Pick patterns and apply them everywhere:
- Pagination (cursor vs offset)
- Filtering (
?status=active&created_after=...) - Sorting (
?sort=-created_at) - Field selection (
?fields=id,name,email)
This is where API guidelines pay off. Not theoretical ones — enforced ones. Linting OpenAPI specs with tools like Spectral helps catch drift before it ships.
Documentation is not a separate deliverable
If your API requires a long-form guide to explain basic usage, the design is doing too much work.
Good APIs are self-explanatory at the edges:
- predictable naming
- consistent patterns
- sensible defaults
Documentation should focus on:
- edge cases
- workflows (not endpoints)
- constraints and guarantees
Auto-generated docs from OpenAPI are useful, but they’re not enough. They describe what exists, not how to use it effectively.

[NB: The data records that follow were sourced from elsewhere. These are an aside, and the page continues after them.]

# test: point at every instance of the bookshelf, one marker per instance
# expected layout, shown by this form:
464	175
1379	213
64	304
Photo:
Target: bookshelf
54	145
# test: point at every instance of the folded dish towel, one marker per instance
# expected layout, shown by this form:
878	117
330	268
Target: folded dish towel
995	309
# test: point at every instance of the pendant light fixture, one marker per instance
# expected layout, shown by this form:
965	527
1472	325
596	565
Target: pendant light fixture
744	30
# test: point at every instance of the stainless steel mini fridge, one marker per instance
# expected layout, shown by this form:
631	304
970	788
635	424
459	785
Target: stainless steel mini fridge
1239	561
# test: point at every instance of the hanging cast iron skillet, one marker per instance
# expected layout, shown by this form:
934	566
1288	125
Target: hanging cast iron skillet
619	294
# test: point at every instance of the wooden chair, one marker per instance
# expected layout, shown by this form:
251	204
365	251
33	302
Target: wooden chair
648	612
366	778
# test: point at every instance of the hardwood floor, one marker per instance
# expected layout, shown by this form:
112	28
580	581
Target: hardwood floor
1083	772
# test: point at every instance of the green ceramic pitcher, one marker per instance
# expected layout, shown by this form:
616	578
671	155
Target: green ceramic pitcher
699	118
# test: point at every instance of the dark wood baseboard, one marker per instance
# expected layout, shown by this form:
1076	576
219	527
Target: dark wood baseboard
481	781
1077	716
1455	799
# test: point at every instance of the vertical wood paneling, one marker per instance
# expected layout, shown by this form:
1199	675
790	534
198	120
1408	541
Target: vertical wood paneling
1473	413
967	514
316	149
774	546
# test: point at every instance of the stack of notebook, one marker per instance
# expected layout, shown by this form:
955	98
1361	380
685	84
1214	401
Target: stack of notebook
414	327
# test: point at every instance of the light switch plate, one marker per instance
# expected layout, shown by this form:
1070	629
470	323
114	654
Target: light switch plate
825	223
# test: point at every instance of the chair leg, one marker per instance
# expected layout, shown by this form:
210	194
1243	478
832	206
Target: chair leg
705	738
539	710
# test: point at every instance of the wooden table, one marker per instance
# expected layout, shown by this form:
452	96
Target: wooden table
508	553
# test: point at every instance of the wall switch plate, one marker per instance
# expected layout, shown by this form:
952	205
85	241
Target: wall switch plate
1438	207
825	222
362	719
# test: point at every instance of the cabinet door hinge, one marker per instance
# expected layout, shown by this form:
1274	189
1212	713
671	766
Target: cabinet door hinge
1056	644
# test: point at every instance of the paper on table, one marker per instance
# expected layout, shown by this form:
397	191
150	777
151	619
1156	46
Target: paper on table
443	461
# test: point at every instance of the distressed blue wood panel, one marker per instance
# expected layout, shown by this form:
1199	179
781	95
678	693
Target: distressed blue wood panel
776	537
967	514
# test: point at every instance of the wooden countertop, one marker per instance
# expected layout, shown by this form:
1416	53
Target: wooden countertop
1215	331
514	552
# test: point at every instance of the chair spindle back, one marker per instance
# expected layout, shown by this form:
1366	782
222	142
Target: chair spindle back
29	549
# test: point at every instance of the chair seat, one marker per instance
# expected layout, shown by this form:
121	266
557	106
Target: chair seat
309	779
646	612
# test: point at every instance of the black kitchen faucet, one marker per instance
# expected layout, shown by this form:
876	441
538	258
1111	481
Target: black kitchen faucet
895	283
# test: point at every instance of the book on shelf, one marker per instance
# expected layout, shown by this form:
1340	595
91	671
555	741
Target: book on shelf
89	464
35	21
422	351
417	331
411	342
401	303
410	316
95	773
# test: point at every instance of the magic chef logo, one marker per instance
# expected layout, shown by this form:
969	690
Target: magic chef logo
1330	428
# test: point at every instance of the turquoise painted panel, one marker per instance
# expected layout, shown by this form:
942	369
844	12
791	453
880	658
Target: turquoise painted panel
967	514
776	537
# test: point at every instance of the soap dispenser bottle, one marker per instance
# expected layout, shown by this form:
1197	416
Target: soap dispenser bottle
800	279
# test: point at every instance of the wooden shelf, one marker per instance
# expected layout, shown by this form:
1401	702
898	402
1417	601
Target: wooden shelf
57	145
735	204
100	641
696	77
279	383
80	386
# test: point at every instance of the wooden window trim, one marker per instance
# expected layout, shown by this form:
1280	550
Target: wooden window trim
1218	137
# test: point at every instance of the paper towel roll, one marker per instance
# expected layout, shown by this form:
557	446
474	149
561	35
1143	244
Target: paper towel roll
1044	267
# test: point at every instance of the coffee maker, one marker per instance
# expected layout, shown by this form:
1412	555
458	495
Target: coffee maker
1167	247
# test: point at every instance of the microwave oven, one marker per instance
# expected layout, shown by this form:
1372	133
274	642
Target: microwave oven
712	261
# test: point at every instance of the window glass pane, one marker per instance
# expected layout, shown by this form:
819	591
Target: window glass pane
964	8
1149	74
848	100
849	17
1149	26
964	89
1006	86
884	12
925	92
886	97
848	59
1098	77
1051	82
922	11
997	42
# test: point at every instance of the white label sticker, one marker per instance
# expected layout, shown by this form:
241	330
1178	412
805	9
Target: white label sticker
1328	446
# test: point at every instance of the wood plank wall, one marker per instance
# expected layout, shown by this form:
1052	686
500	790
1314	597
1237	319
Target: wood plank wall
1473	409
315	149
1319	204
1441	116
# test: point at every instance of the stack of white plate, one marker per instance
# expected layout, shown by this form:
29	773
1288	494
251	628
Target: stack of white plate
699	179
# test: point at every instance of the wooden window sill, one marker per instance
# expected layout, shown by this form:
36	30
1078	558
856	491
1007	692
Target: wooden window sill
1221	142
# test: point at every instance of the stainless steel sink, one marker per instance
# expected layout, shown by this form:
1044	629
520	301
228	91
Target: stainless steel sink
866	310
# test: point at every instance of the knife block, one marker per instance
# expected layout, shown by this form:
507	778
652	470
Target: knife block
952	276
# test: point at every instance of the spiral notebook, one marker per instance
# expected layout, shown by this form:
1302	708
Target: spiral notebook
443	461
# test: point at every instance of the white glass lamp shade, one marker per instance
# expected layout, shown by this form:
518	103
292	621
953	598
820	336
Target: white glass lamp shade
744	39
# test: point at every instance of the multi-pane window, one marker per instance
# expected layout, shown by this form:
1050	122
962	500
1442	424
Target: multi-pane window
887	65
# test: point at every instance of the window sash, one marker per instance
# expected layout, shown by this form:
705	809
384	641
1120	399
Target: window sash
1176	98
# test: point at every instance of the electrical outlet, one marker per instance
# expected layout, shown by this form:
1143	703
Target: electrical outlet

The tradeoffs you can’t ignore
Treating your API as a product has real costs:
- Slower initial development: You’ll spend more time on design reviews and consistency
- Backward compatibility burden: Supporting multiple versions increases maintenance overhead
- Internal friction: Teams will push back when they can’t “just change the API”
But the alternative is worse:
- fragmented clients
- duplicated logic across services
- brittle integrations that slow down the entire organization
You’re choosing where to pay the complexity tax.
What to do differently this week
Pick one API your team owns and do a quick audit:
- Does it expose internal data structures directly?
- Are errors consistent and machine-readable?
- Can a new developer use it without tribal knowledge?
- Are breaking changes clearly versioned?
Fix one of those, not all of them.
The shift happens incrementally. But once you start treating the API as a product, your decisions get sharper — and your consumers notice quickly.